Probably. You know any local place to buy a Drobo on a Saturday night when it croaks?
Huh??? Only for geeks and decent-sized businesses. And while I'm a geek, I'm just now filling up my 500GB laptop drive. (Well, I guess I do have a 1TB external sitting around here somewhere... But it's only 1/2 full, maybe.) Hell, a measly time capsule can go to 2TB. An entry-level Drobo with four 2TB drives gives you 5.5TB of storage, which is really quite a lot.
What actually annoys me the most about the Drobo is the cost. In the above scenario, even maxed out, the Drobo costs more than the drives to fill it up. If it was half the price I'd already have one.
Yes, you missed the point... it's a great solution for a growing/resizeable "big drive", but it's not a good place to put your backups. Backups for something that big requires another something that big. And super-proper backups require taking that second "thing" off-site.

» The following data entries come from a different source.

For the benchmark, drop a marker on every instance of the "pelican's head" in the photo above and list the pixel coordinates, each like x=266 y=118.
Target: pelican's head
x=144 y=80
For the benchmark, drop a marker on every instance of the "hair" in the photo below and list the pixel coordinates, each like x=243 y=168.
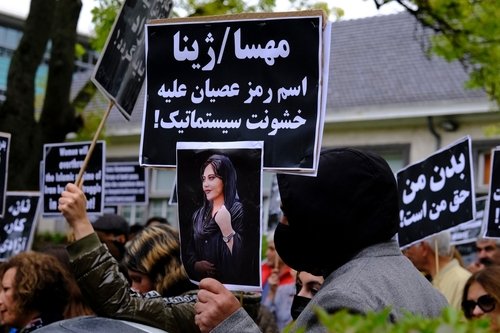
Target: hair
x=224 y=169
x=77 y=305
x=41 y=284
x=443 y=242
x=155 y=251
x=489 y=279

And yes, they're overpriced.
For the flexibility, something like FreeNAS in your own hardware is probably smarter, but it won't resize as easily when you add bigger drives later, and it requires a bit more work.

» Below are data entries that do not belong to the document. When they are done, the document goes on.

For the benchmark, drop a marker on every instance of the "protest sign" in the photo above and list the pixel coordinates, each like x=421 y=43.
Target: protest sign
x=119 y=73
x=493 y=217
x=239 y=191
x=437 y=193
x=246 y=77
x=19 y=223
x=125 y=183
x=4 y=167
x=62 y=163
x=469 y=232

Lots of websites talk about using ZFS stores as a "Drobo-like" system for resizing on the fly, but I've heard some data loss stories from a Tier 4 Sun Engineer about ZFS that would curdle the blood of those using it commercially...
You lose data in a Drobo, you don't pop the drives into something and recover the data. You lose data in ZFS, same thing. Resizeable RAID on the fly is problematic and only the really large/expensive commercial SAN systems really do it right. Not something consumer-priced though. And most of those also use proprietary formats.

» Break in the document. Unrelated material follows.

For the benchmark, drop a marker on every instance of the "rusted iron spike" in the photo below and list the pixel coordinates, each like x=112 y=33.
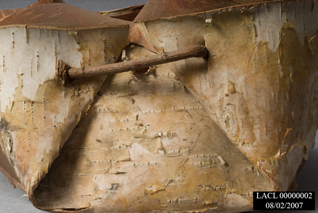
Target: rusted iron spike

There's not a really great solution for "can be read by any computer, is huge, and is cheap" right now for the home market. I believe there are some two or four disk home NAS devices that can be flashed/hacked to run Linux natively and then software RAIDed, which in a pinch those disks could be stuffed in any Linux box and read from, if you knew what you were doing. But that's not very user-friendly.
So stuff like the Drobo is about as good as it gets right now. But you just have to be aware that the thing can go belly up and leave all the data on it unreadable or just plain gone... and most people aren't buying two for redundancy.
There's quite a number of horror stories even right on Drobo's website where they reply politely in their forums and say, "Here's some 3rd party raw disk tools... good luck finding your data."
Been tinkering with the Amazon Cloud computing and storage lately -- they did have a fairly big publicized outage recently -- but in general, that might be an interesting way to go, big disks here at home, and anything important could go not only to their cloud storage but if one were ultra-paranoid, one could set up a cloud-based Linux server to rdiff-backup or similar into using an encrypted filesystem... still thinking about it.